僕は銃を執り、学びの路を歩む





 「世界はすべて、狂人によって動かされている」とは誰の言葉だったか。今となってはそれすら朧げだ。

 けれど現在の僕にはそれが理解できる。世界を動かしたいのなら、僕もまた狂わなければならないのだと。







  †  †  †  †  †  †  †  †







 アルドヘルム・ハルドストーン。"僕"の村を焼き、母を殺し、隣人を殺した憎むべきユーヴァンリッヒ伯爵。

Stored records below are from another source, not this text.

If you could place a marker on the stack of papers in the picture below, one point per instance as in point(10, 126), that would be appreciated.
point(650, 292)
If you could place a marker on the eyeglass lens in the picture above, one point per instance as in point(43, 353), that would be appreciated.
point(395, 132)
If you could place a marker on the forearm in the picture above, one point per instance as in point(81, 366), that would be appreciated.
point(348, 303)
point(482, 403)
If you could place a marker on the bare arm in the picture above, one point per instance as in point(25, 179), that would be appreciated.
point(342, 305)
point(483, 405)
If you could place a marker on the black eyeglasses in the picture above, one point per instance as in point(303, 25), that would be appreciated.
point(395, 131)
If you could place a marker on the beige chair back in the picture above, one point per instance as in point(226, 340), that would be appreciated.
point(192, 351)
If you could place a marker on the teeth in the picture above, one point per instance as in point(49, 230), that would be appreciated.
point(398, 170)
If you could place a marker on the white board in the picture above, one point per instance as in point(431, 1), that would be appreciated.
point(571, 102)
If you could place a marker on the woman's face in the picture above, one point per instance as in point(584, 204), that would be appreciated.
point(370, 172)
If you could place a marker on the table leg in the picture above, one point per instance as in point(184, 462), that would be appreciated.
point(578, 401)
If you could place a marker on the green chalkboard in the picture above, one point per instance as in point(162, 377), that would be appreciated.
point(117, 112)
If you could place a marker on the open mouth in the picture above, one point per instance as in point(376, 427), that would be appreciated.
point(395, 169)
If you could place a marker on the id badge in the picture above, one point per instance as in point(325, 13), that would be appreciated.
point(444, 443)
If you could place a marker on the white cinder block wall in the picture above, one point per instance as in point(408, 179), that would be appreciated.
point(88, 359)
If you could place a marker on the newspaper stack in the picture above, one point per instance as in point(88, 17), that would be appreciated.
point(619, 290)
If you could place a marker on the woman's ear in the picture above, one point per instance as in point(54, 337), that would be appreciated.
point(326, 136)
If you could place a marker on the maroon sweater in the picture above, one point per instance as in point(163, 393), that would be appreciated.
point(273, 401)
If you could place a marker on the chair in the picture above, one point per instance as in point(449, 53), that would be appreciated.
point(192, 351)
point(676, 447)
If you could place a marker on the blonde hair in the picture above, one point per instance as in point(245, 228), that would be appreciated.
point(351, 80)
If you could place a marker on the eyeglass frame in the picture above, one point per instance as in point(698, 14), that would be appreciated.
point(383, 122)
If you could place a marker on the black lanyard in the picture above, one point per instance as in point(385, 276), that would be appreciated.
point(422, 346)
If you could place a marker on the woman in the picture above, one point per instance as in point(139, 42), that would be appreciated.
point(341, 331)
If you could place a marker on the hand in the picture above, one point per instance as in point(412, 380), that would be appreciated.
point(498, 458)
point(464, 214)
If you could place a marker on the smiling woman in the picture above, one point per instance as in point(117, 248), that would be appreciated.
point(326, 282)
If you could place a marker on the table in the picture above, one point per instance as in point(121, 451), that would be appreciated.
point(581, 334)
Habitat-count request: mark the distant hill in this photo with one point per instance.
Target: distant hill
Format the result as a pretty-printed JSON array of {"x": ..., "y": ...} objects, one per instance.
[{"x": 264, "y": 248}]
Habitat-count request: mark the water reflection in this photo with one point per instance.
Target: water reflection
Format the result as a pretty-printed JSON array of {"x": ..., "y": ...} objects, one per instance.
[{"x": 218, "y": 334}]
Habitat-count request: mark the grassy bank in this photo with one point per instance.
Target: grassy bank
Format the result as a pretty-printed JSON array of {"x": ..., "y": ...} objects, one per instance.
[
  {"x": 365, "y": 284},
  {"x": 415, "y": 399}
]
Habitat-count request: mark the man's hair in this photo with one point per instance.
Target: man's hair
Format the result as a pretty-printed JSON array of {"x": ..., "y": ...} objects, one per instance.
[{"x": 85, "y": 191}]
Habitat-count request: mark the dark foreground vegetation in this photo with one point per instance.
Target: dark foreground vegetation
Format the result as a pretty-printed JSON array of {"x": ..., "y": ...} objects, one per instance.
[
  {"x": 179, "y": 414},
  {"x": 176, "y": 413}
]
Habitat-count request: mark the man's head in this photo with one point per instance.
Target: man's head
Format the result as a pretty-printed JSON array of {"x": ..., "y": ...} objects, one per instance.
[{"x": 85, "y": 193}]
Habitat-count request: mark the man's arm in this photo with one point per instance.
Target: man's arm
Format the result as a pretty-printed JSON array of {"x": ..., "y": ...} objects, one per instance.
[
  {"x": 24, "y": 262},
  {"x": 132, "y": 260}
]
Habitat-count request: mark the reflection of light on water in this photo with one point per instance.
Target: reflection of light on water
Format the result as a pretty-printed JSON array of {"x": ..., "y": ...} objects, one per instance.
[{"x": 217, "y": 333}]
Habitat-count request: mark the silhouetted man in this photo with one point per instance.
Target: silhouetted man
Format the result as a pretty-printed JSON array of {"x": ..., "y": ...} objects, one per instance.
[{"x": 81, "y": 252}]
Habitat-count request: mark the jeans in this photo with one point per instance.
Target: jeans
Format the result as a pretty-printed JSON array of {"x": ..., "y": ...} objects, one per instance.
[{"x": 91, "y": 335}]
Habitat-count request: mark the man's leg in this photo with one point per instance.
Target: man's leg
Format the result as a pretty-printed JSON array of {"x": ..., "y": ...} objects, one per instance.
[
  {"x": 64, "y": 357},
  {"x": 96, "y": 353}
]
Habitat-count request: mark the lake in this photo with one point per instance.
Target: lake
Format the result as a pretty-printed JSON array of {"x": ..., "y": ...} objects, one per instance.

 彼が上階へと姿を消すまで、兵士達は直立不動の敬礼を捧げて主君を見送っていた。


「――君達は彼に、いたく忠誠を誓っているようじゃあないか」


 やがて兵士達がコールマン達を、この闘技場の住居区画に連れて行こうとする。

 コールマンはその時、近くにいた兵士に話し掛けた。あの冷血漢に仕える兵士達に嫌みを投げるためではなく、一兵に至るまで曇りない忠誠を捧げる由縁が聞きたかったのだ。

 古代の剣闘士じみた装備の兵士は、コールマンの揶揄するような物言いに、些かも揺らがずに鉄壁の表情で堂々と応じた。後ろめたいものなど何もないと、少年を見下ろす瞳が告げている。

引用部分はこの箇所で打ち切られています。